County commissioners recently voted to give a $300 “pandemic incentive” payment to each of its employees hired before March 2020 after more sales tax than anticipated had come into county coffers recently.
The payment “is a pandemic incentive that was used to recognize the hard work and sacrifice for employees who worked to keep things going and our community safe during this time of public health emergency,” said County Manager Lloyd Kerr.
It will be given to employees hired after March on a prorated basis, Kerr said.
County officials will use $225,000 from its Local Option Sales Tax fund to pay for the incentive after revenues came in 19% higher than budgeted in recent months, said county finance director Brittany White.

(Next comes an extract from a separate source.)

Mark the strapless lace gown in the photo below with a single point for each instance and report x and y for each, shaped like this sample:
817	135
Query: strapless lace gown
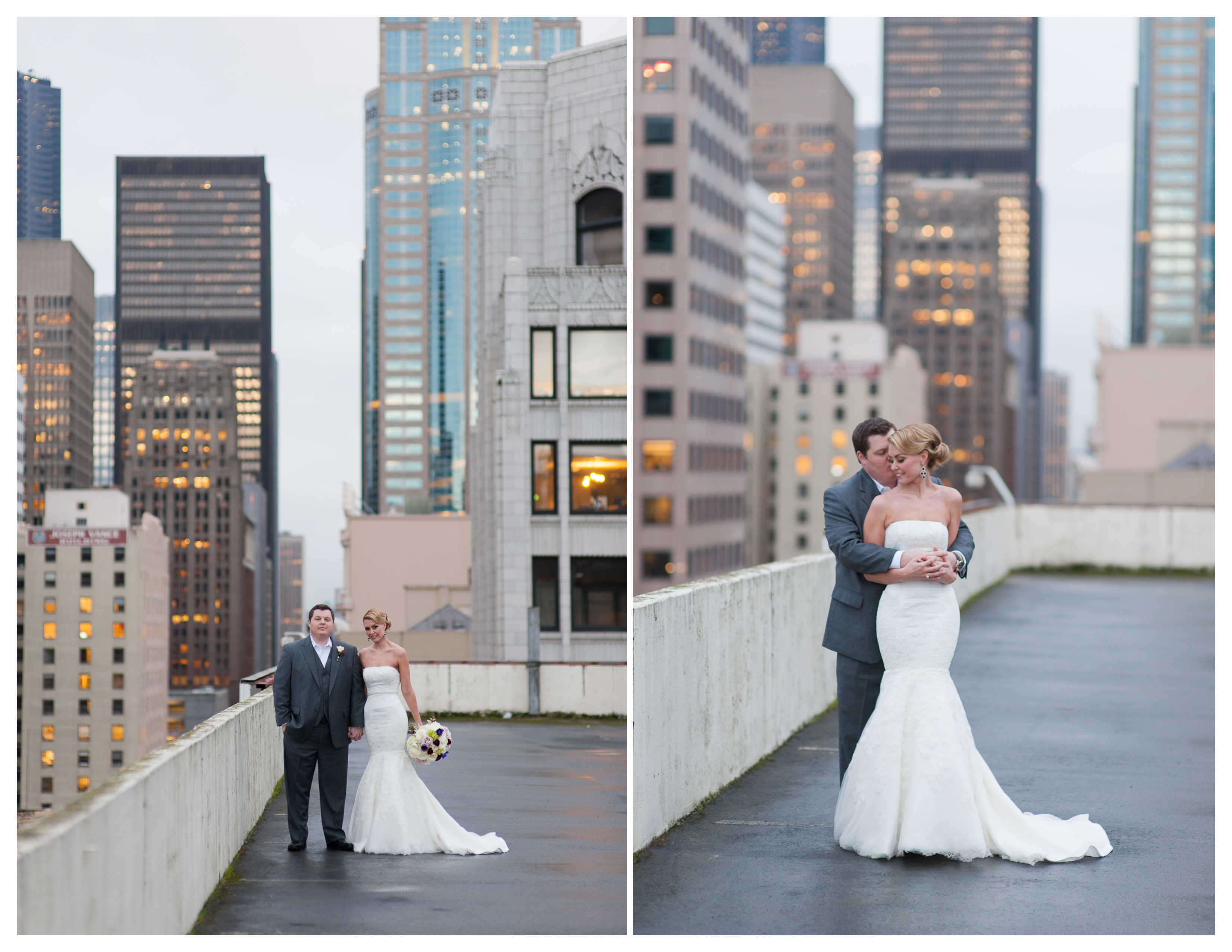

“They’ve been coming in really strong,” she said.
Collections of the sales tax — which counties use to allow them to decrease property taxes — had been budgeted at a lower amount because of economic uncertainty due to COVID-19, White said.
The county also recently received almost $600,000 after an audit of an undisclosed corporation resulted in the state government sending money originally coded as state sales tax back to the county government, White said.

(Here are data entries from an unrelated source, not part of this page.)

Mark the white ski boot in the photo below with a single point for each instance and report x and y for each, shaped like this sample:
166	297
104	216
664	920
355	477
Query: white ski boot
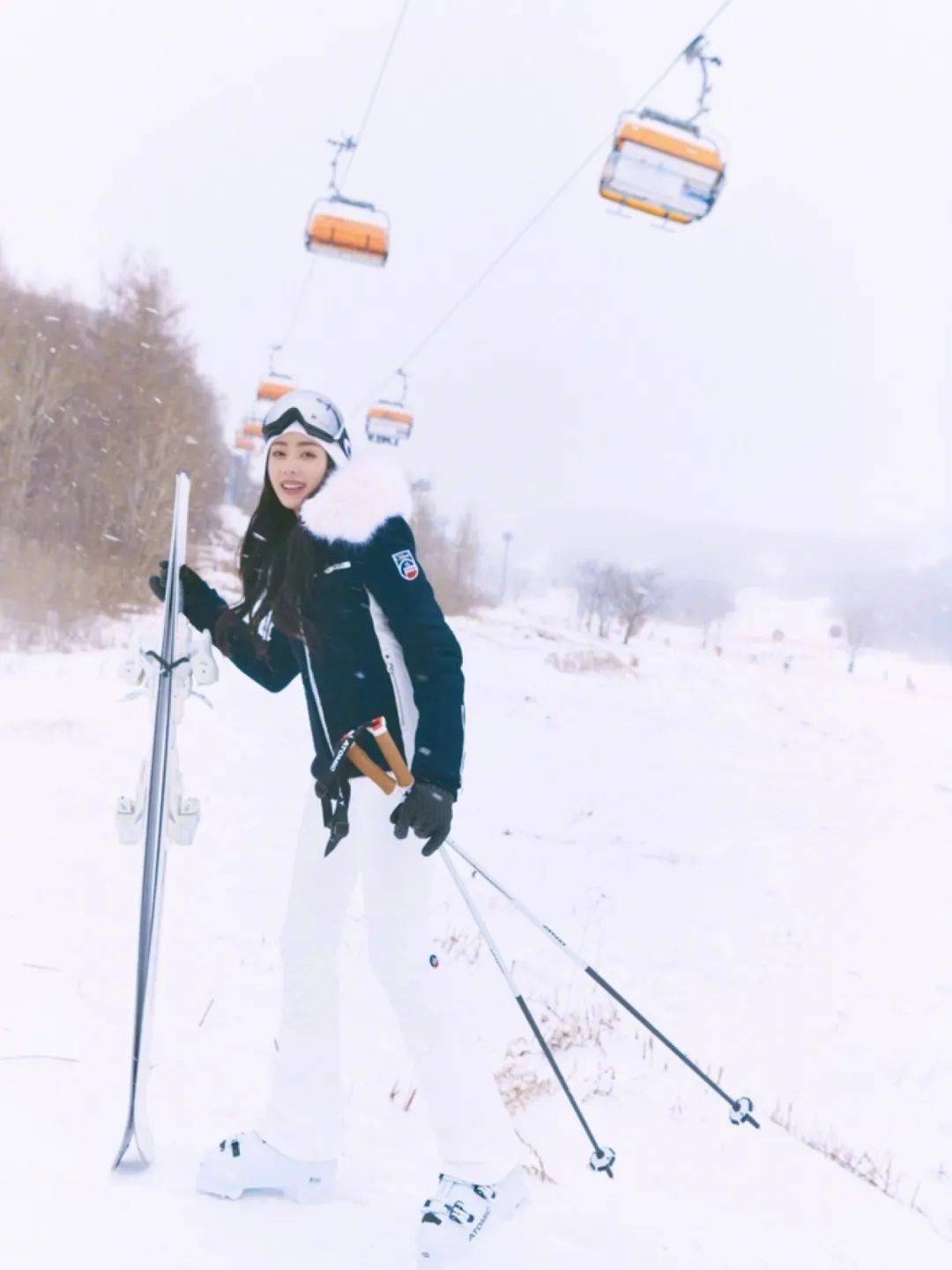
460	1213
247	1162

The incentive is in addition to a $300 Christmas bonus each employee already has received this year, an area newspaper reported.
Commissioners also voted to fund a new employee for the county’s Emergency Management Agency after its director explained the agency would help the Georgia Department of Public Health distribute any COVID-19 vaccine the state receives.
County commissioners had not anticipated the position in their 2021 budget. However, they voted to use $9,495 in contingency funds for new employees and combine it with about $19,500 the Emergency Management Agency had left over in its budget for a total of $28,969 to fund the position for six months, White said.
Newton County EMA Director Jody Nolan said his agency would assist the Gwinnett, Newton and Rockdale Health Departments in distributing a COVID-19 vaccine when it becomes available in Newton County.
The Capitol Beat News Bureau reported Tuesday Georgia could have “several hundred thousand doses” of the vaccines in the next week or so for distribution to health-care workers and elderly care facilities.
Dr. Kathleen Toomey, commissioner of the state Department of Public Health, said the doses will roll out immediately once approved by the U.S. Food and Drug Administration this month but will not be enough to cover all of Georgia’s hospital workers and nursing-home staff and residents, the news bureau reported.
More rounds of the vaccine will arrive depending on how fast pharmaceutical companies Pfizer and Moderna produce it, as well as how the federal government’s Operation Warp Speed distribution program plans to divide up the doses, Toomey said at a news conference Tuesday.
Nolan said Newton County EMA has two full-time employees and one part-timer. It will typically use employees from other county departments temporarily to help it respond to natural disasters, he said.
He said he is in the early stages of filling the new position but wants it to continue to be funded in future EMA budgets.
Nolan also said he wants the new employee to be certified by the state’s Peace Office Standards and Training Council (POST) to help provide security for the vaccines the Newton County agency will help distribute.
POST is the primary agency that provides law enforcement officers with certification that many agencies require in Georgia.
The public health department reported a total of 4,206 Newton County COVID-19 cases had been reported by Tuesday, Dec. 8. Almost one in eight of those cases were reported in the last two weeks, according to the department.
It also reported 111 Newton County residents had died, with 357 hospitalized because of the disease.